Wray’s law firm also has ties to the Trump administration, with the president naming another partner, Gilbert Kaplan, undersecretary of commerce for international trade in April.

Additionally, partner Bobby Burchfield is ethics adviser to the Donald J. Trump Revocable Trust that the president set up to hold his business assets.

Trump’s director of national intelligence, Dan Coats, is also a veteran of the firm.

Due to Burchfield’s role, Wray could be asked during his Senate confirmation hearings if he had any connection to the Trump Organization or the Donald J. Trump Revocable Trust.

As Newsweek pointed out, Trump had signed an executive order barring political appointees from ‘participat[ing] in any matter involving specific parties that is directly and substantially related to my former employer or clients,’ during the first two years of serving in a government position.

If Wray’s work never touched Burchfield’s, the FBI director-designate would be off the hook.

Washington was uncharacteristically quiet on the nomination of Wray, with the news cycle dominated by back-to-back Senate hearings this week, with Comey’s testimony coming Thursday.

Trump’s own Attorney General Jeff Sessions waited several hours before making a statement of support.

‘Chris Wray is an extraordinary person, possessing all the gifts necessary to be a great Director of the FBI,’ Sessions said. ‘I congratulate President Trump for choosing a leader of proven skill, independence, and integrity, a man in whom all Americans can have confidence.’

Sen. Ben Sasse, a Republican from Nebraska, also had nice things to say about Trump’s pick.
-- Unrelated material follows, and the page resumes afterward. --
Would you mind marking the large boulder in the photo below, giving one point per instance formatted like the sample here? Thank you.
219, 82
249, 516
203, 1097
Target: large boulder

‘Chris Wray is tough, qualified and principled,’ Sasse said in a statement. ‘I look forward to sitting down with him to discuss both his commitment to our justice system and his vision for restoring public trust.’

All that Republican Sen. James Lankford would say is ‘we will evaluate Christopher Wray’s qualifications.’

The American Civil Liberties Union, a liberal free speech group, was openly displeased with the pick, citing conflicts on interest.

‘Christopher Wray’s firm’s legal work for the Trump family, his history of partisan activity, as well as his history of defending Trump’s transition director during a criminal scandal makes us question his ability to lead the FBI with the independence, even-handed judgment, and commitment to the rule of law that the agency deserves,’ said the ACLU’s National Political Director Faiz Shakir in a statement.